For the default of FALSE
the output
will only be one row of coefficients, as mentioned.
Output arrays will take two shapes depending on whether the
[stats]
parameter was set to
TRUE
or
FALSE
.
For single-variable linear regressions the output when
[stats]
is set to
TRUE
the output is a 5-by-2 array. The
output is specified in the table here.
E | F | G | H |
---|---|---|---|
27 | Column 1 | Column 2 | |
28 | Row 1 | Coefficient x1 | Intercept |
29 | Row 2 | Standard error x1 | Standard error intercept |
30 | Row 3 | R-squared | Standard error (all) |
31 | Row 4 | F-statistic | Degrees of freedom |
32 | Row 5 | Sum of Squares Regression | Sum of Squares Residual |
For a multi-variable regression the output block changes. To illustrate
this a second table shows outputs for a 2-variable regression, again
assuming the [stats] parameter was set to
TRUE
.
27 | Column 1 | Column 2 | Column 3 | |
---|---|---|---|---|
28 | Row 1 | Coefficient x2 | Coefficient x1 | Intercept |
29 | Row 2 | Standard error x2 | Standard error x1 | Standard error intercept |
30 | Row 3 | R-squared | Standard error (all) | |
31 | Row 4 | F-statistic | Degrees of freedom | |
32 | Row 5 | Sum of Squares Regression | Sum of Squares Residual |
Notice how the intercept and first x-variable shifts to the right and then the first column is now for the second x-variable.

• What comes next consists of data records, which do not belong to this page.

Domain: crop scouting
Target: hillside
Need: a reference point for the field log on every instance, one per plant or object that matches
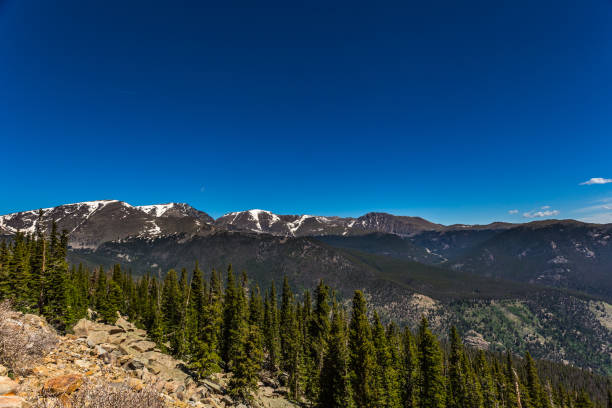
(103, 365)
(491, 277)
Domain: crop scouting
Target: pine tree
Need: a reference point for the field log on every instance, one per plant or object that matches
(361, 352)
(386, 383)
(234, 315)
(5, 288)
(102, 304)
(511, 386)
(213, 318)
(430, 380)
(294, 349)
(246, 364)
(171, 308)
(457, 385)
(318, 331)
(583, 401)
(285, 325)
(335, 391)
(487, 385)
(408, 369)
(271, 329)
(537, 396)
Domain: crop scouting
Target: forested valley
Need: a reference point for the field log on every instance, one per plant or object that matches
(329, 353)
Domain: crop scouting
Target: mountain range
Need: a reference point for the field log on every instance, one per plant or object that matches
(543, 286)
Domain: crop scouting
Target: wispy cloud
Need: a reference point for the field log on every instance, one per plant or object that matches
(596, 180)
(602, 218)
(541, 213)
(597, 207)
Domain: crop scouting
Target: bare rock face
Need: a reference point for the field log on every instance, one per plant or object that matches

All cells from rows 3 through 5 of the output table remain the same, meaning the R-squared, F-statistic, standard error for the whole regression plus other measures will continue to sit in this block.
This is nice from the standpoint that we always know where they are, but inconvenient in that when running multi-variable regressions, we have to track down the location of the intercept and x-variable coefficients as they shift to the right.
We will interpret the meaning of several of these measures in Step 5, when we answer the second of two questions left over from the previous tutorial.
Moving on to Step 4, now that we know what the output will look like,
we need a way to automate this. Recall, we said
=LINEST()
was the most flexible
method for running regressions and that is true, but we need help from
the =INDEX()
function.
Our output block here is fine for a one-off situation, but what if we
wanted to pull a whole column of standard errors for different time
periods? This wouldn't be ideal, and that is where the
=INDEX()
function comes into play.
I should note that this procedure is similar to indexing in statistical programming languages as well.
Let's first look at the format for the
=INDEX()
function which can be found
by going to an empty cell and inputting
=INDEX(
.
The result is
=INDEX(array,row_num,[column_num])
indicating that the first two parameters are required and the third is
optional. Here we will input all three.
First is the array, where you pass the array, and it can be a range of
cells, a named array or the result of an array calculation like we have
with a =LINEST()
function.
It's easiest if we walk through an example in Exercise 3, with the final output in the range from N16:Q19.
N | O | P | Q | |
---|---|---|---|---|
16 | R,C | Statistic | C. Stats | D. Stats |
17 | 1,1 |
Coefficient 1 | 1.352 | 1.427 |
18 | 2,1 |
Standard error x1 | 0.285 | 0.277 |
19 | 3,2 |
Standard error all | 0.070 | 0.067 |
In column N we have a guide for the row-by-column lookup and O lists the statistics we want to pull using those coordinates.
I should mention that as with arrays and matrices in linear algebra, we always use the convention, row then column. So 1,1 is row 1, column 1, or in this case the x-coefficient.
In cell P17 let's pull the x-variable coefficient for
the one-variable regression from earlier with excess returns and
without an intercept. Here we input the formula
=INDEX(LINEST(MRK_e24,Market_e24,FALSE,TRUE),1,1)
.
The result of 1.352 matches what we had earlier.
We will go through one more example and then you can finish the rest of the table on your end.
To pull the x-variable coefficient for excess returns with an intercept
use the formula
=INDEX(LINEST(MRK_e24,Market_e24,TRUE,TRUE),1,1)
,
and again we match at 1.427.
If you noticed we aren't using the
Ctrl+Shift+Enter
keystroke
combination as we normally do with array functions. Technically
=INDEX()
is not an array function, so
we can simply pass in the array and get the answer with
Enter
.
With all of our tables populated now let's interpret these results as they relate to the modeling of stocks.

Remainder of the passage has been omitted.